It’s Nonfiction Picture Book Wednesday!
Sometimes a title doesn’t have to be the “be all, end all” source of information on a topic. Sometimes, it just needs to begin to inspire wonder. These Start with Science titles featuring the curious Oscar and the various friends he meets are ideal for the early primary classroom to begin bigger conversations about a variety of science topics. I introduced my class to this series with Oscar and the Frog and many children later asked me to purchase more of “those Oscar question books.” So I did! Now our classroom collection holds five titles 🙂
Oscar and the Bat: A Book About Sound (published 2009) This book introduces the concept of loud and quiet noises and compares close and far away sounds. I like how the beginning of a list is started – what makes no sound when it is still but makes sound when it begins to move? For example, grass in the wind has a swooshing sound, moving water has a sound that still water does not, etc. It would be great to expand on this idea in a classroom brainstorming session. At the back of the book, there is a review of what Oscar learned:
- When we listen to what is going on around us, it gives us clues to what is happening. Close your eyes and listen!
- Both living and nonliving things make sounds
- There are many different kinds of sound – some are considered opposite (i.e. deep vs. high)
Oscar and the Bird: A Book about Electricity (published 2009) In this title, Oscar learns that electricity is a kind of energy that people use to make things move, light up, make sounds or heat up. The bird who is teaching Oscar explains that electricity might come from a battery or from wires (power lines) or even from lightning – that electricity is all around us. In the final summary, the review includes:
- what electricity is for
- how electricity works
- what electricity is made from (chemicals, burning coal or oil, natural sources such as wind)
Oscar and the Snail: A Book about Things we use (published 2009) This title feels like it is best suited for the youngest of learners. Learn about where materials come from (i.e. wood is from nature vs glass is made by people, using sand) and how materials have different qualities and different best uses. A book to inspire a discussion about what materials we find in a home or classroom and where they might have come from.
Oscar and the Cricket: A Book about Moving and Rolling (published 2008) This title is a great book to introduce beginning concepts around physics. How do things begin moving, keep moving and what makes them stop? Vocabulary like push, pull, force, and travel are used. Oscar learns that different objects move differently over varied surfaces (rough, smooth, etc.) It is also explained that animals have muscles that make them move and that they don’t require a push or pull to get started.
Oscar and the Frog: A Book about Growing (published 2007) This title introduces concepts of growing and how different living things begin, grow and develop. I liked the connections/comparisons between plants and animals. Children learn about a life cycle.
There is one more title in this collection but I haven’t read it. (Oscar and the Moth: A Book about Light and Dark)

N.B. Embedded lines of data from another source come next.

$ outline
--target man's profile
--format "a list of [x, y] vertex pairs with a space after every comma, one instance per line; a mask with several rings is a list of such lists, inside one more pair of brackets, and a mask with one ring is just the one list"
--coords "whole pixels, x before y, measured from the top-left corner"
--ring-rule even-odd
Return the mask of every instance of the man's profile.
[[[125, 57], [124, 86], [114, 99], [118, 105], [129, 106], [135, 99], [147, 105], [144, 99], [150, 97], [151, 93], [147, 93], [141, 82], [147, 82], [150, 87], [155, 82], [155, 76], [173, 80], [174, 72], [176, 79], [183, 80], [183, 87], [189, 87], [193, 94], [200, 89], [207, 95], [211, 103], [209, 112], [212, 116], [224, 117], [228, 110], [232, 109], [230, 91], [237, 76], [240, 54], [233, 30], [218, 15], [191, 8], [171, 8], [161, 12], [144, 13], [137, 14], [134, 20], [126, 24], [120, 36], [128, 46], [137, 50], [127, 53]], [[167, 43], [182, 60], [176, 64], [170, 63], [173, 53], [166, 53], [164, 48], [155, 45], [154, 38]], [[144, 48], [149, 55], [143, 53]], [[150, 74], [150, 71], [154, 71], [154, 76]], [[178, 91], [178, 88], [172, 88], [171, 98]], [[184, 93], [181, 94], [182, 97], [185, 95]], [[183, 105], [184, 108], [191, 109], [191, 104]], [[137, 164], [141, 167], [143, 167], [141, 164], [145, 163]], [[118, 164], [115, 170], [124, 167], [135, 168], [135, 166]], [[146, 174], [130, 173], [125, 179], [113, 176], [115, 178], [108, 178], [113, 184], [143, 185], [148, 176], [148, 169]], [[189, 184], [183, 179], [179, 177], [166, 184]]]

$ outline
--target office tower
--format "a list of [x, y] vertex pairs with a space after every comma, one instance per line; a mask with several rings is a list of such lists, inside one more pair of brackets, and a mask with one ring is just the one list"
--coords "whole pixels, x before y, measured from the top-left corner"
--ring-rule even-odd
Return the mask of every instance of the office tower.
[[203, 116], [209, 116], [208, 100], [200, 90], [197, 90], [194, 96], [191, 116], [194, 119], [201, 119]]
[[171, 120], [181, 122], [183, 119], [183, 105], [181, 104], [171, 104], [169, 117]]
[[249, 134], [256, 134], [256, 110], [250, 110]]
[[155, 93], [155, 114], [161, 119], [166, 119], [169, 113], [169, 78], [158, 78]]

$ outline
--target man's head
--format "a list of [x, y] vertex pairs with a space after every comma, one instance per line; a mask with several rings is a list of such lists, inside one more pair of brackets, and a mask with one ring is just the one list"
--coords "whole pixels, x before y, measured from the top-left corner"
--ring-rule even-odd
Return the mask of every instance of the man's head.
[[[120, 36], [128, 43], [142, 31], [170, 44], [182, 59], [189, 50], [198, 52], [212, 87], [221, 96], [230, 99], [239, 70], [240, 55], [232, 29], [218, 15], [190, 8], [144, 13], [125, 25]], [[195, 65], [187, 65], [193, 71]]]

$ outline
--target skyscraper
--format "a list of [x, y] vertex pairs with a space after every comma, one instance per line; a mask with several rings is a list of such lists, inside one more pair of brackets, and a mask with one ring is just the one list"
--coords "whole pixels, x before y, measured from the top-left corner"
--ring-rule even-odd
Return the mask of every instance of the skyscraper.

I think all of these titles are well suited to buddy reading or reading to an adult where there is time for discussion and further questions. In a K-2 class, they would be great read alouds to help determine what children might already know about a topic and what else they are wondering. If you are looking for more texts that your primary students can manage independently, these titles would make a nice addition to the nonfiction section of your classroom library.
My original goal was 60 nonfiction picture books for 2013. Progress: 42/60 complete
Thanks to Alyson from Kid Lit Frenzy for the inspiration to read and share more nonfiction picture books in 2013! Follow the link to Alyson’s blog to read about more nonfiction titles.
Its awesome to find an independent reading series tied in with science. I am excited to find this. Thanks for sharing the review.
Thanks for stopping by! I hope you enjoy these titles. They are perfect for young learners. Not lots of info – just a starting off point.
I stop here and just ended up spending money. The books look so cute.
They are cute but I do stress – best for young learners. My favourite is Oscar and the Cricket.
Some of those work best for my ELL’s in kinder. No worries…not expecting high tech.
I’d not heard of this series, but it sounds so engaging for young readers. Will have to add these to our library shelves–thanks for the recommendations!
My pleasure! My students enjoyed the pictures and the dialogue between Oscar and the animal friends he made.